LABOUR has called for the Medical Research Council to consider increasing research funding for motor neurone disease (MND) in support of a campaigner who has the condition.
UK and Scottish leaders Ed Miliband and Jim Murphy have joined forces to back Gordon Aikman, who launched a fight for more funding after being diagnosed with the incurable neurodegenerative disease last year.
His campaign, launched in Scotland on Sunday in June last year, calls for funding for MND research in the UK to be doubled, and has so far raised more than £200,000.
A joint letter from Miliband and Murphy urged the body’s chair, Donald Brydon, to look at the case for increasing funding across the United Kingdom.
Miliband said: “I have had the privilege of meeting Gordon Aikman and hearing about his campaign.
“His dogged determination to fight for better care for MND sufferers is as selfless as it is inspiring.
“Edinburgh University and others are involved in world-leading work to find a cure for MND but much more needs to be done.
“The Medical Research Council should take a fresh look at the funding available for MND research.
“Only when MND is no longer a death sentence can we be satisfied that we are doing enough.”
Murphy said: “Gordon Aikman is a friend and colleague. Along with many others, his campaign to raise awareness of MND has been inspirational, putting the need for greater investment in research and nursing care at the top of the political agenda.
“What has been the most remarkable thing about Gordon’s campaign is that he doesn’t expect to benefit from many of the things he is fighting for. This is about making sure that the MND patients of the future get a better shot at survival than those of today. There is a powerful case for the Medical Research Council increasing the amount of money it invests in MND research. I hope they will listen to Labour’s call.”
Aikman said he was “absolutely delighted” with the support and called on other party leaders to match it.
He said: “Ed Miliband has thrown down the gauntlet. It is now for the other party leaders to match his commitment.

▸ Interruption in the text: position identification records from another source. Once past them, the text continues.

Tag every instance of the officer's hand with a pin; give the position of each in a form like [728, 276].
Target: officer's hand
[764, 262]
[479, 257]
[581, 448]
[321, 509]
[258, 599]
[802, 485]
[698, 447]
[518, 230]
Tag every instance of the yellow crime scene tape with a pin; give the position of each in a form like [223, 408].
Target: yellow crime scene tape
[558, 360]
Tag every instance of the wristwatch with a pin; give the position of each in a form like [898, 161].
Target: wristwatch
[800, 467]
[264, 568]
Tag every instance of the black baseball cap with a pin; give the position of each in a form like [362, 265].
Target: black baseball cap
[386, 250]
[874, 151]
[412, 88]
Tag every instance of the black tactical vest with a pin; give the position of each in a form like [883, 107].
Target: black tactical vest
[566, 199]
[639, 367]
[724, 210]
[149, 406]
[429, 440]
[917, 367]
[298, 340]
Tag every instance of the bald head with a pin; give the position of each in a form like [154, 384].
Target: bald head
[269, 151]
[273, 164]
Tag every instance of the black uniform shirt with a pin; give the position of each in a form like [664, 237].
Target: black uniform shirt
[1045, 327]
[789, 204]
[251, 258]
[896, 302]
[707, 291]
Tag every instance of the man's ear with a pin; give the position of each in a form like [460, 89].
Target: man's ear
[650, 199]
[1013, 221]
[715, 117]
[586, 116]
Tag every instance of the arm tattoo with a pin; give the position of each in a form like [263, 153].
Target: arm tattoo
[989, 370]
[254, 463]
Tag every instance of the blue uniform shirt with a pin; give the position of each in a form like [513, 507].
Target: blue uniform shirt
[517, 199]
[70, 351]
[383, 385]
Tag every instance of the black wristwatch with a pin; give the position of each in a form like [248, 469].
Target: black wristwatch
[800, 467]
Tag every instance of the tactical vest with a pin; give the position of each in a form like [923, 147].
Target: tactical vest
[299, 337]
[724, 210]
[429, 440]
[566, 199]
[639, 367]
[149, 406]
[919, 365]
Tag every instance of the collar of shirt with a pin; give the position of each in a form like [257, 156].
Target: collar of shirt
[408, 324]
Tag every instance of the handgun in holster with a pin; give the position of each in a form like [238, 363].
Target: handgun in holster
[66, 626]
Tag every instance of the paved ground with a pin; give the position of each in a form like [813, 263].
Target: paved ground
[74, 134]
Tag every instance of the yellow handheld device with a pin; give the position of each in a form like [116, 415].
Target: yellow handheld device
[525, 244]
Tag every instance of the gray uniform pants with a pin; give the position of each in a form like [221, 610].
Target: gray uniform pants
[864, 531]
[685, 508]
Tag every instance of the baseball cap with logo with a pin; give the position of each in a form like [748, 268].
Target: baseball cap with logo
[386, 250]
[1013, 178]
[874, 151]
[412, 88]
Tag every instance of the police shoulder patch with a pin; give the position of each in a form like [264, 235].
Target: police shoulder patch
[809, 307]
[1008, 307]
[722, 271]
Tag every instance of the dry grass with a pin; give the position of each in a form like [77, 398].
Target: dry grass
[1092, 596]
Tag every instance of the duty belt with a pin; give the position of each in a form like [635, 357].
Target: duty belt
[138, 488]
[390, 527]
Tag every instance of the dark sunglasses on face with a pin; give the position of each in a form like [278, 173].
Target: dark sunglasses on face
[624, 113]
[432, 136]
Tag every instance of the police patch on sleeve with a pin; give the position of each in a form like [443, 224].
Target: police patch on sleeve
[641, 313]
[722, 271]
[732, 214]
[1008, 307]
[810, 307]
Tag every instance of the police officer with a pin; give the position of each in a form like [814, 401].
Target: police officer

“Whatever happens in the general election, patients deserve to know the UK is serious about creating a world free from MND. We are poised to find a cure here in the UK: we have top scientists and world-leading universities. Doubling MND research funding will help make that dream a reality sooner. It will be too late for me, but we can and we must find a cure for future generations.”
A spokeswoman from the Medical Research Council said: “This is a terrible disease and there is still much we need to learn about its underlying causes in order to help devise effective therapies. “The MRC currently spends £3.6 million a year specifically on MND research, and would welcome high-quality research applications that would increase this figure.”